A few stupid questions:
First, what would the benefit of an L4$ be, when the L3$ is 64MB for 12C and 16C, which is massive already (Intel's top chips have 2MB/core - Zen 2 is 4-6MB/core)? Do we know that additional cache beyond the 70+MB total for these higher end chips (or even more than 32MB for the 8C/16T) would help? I know larger L3$ on Intel chips did provide a performance boost, mild, but is there a tipping point for performance, or a limit beyond which L3$ size loses benefit? I only ask because I hear L3$ is expensive, not just cash wise, but also for space.
Second, assuming an additional cache layer with L4$ would be beneficial, why wouldn't it be implemented into the I/O chiplet, and make the I/O chiplet just a little bigger? It seems there is plenty of space for expansion of the I/O.
Third, based on the routing layout we saw, it looks like the power delivery system is already a sizeable portion of the chip, meaning it seems with this layout, 16 cores seems to be the limit.
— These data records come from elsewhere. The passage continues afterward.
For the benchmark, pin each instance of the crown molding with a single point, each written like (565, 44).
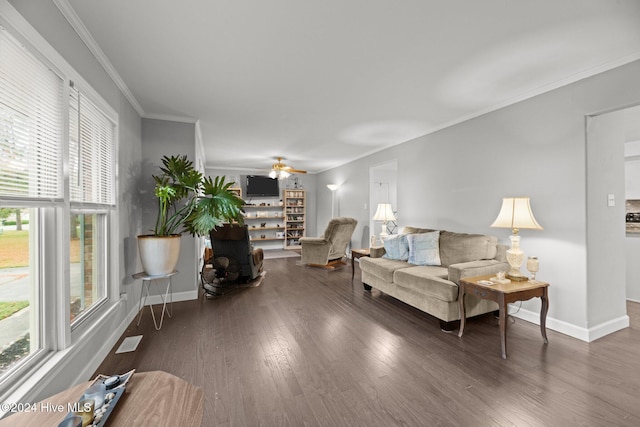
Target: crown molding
(76, 23)
(171, 118)
(606, 66)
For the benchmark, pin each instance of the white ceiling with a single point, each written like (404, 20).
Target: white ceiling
(325, 82)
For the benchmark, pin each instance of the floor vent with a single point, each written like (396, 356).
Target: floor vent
(129, 344)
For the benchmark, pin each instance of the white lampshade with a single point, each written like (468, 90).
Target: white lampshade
(384, 213)
(516, 214)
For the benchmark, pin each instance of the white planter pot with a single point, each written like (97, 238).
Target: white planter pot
(159, 254)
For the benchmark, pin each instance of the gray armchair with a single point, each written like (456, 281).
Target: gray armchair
(328, 250)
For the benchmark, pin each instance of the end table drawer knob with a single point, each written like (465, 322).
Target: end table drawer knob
(480, 293)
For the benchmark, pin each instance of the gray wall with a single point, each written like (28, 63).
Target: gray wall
(456, 178)
(166, 138)
(92, 344)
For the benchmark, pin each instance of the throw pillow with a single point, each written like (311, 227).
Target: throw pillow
(424, 248)
(396, 247)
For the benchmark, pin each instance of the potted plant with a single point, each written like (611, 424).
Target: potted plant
(187, 202)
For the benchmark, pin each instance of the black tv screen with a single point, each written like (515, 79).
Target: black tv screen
(262, 186)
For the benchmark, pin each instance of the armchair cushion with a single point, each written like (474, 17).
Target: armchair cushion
(332, 245)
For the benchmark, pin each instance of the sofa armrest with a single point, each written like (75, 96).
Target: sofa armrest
(475, 268)
(313, 240)
(377, 251)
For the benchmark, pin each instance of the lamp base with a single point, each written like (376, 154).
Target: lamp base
(516, 277)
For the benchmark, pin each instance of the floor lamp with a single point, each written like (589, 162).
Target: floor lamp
(333, 188)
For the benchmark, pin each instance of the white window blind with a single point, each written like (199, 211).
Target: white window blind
(91, 151)
(30, 124)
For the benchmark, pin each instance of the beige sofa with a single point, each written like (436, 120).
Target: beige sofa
(434, 288)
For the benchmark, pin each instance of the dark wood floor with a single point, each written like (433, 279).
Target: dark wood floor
(308, 347)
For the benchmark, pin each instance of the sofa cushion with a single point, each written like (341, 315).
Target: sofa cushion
(416, 230)
(462, 247)
(396, 247)
(424, 248)
(429, 280)
(382, 268)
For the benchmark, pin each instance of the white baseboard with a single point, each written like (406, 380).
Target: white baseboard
(176, 297)
(584, 334)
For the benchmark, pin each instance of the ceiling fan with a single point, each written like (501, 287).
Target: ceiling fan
(280, 170)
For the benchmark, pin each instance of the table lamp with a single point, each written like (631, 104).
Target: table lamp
(385, 214)
(516, 214)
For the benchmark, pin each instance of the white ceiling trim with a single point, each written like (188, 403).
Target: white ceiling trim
(171, 118)
(74, 20)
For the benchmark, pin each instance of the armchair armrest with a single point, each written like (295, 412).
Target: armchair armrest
(475, 268)
(377, 251)
(313, 240)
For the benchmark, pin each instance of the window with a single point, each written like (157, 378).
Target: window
(91, 136)
(20, 334)
(57, 201)
(31, 111)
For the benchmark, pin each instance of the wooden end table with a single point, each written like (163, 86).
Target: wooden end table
(504, 294)
(357, 253)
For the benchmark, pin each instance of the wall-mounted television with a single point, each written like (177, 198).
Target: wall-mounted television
(262, 186)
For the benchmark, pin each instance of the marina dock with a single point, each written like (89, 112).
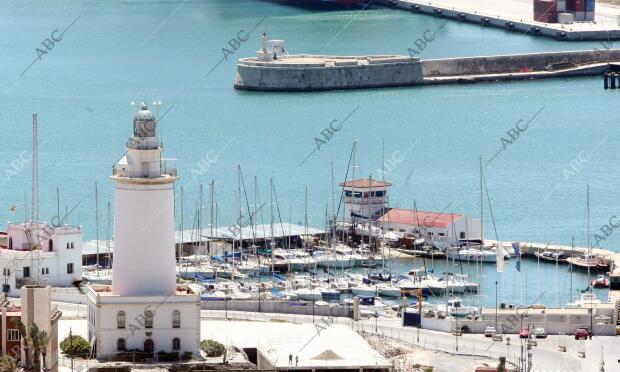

If the power delivery areas were increased 50% to accommodate another chiplet to do 24 cores, it seems there wouldn't be enough room to squeeze the extra chiplet in.
Finally, and I'm sure this has a good reason, if you look at the length of the IF connects between chiplet and I/O, wouldn't it make sense to stretch the I/O die horizontally and make the IF links straight, move the I/O chiplet closer to the CCX (
see here for routing map) so that the IF links would be as short as possible between chiplet and I/O? And if it's true that the dark purple at the right of the I/O is for peripherals, wouldn't it make sense to move that to the south side of the I/O chiplet and move the DDR4 memory links to the right side? Again, not a CPU engineer, but in my rudimentary mind, shorter lines may save a nanosecond here or there.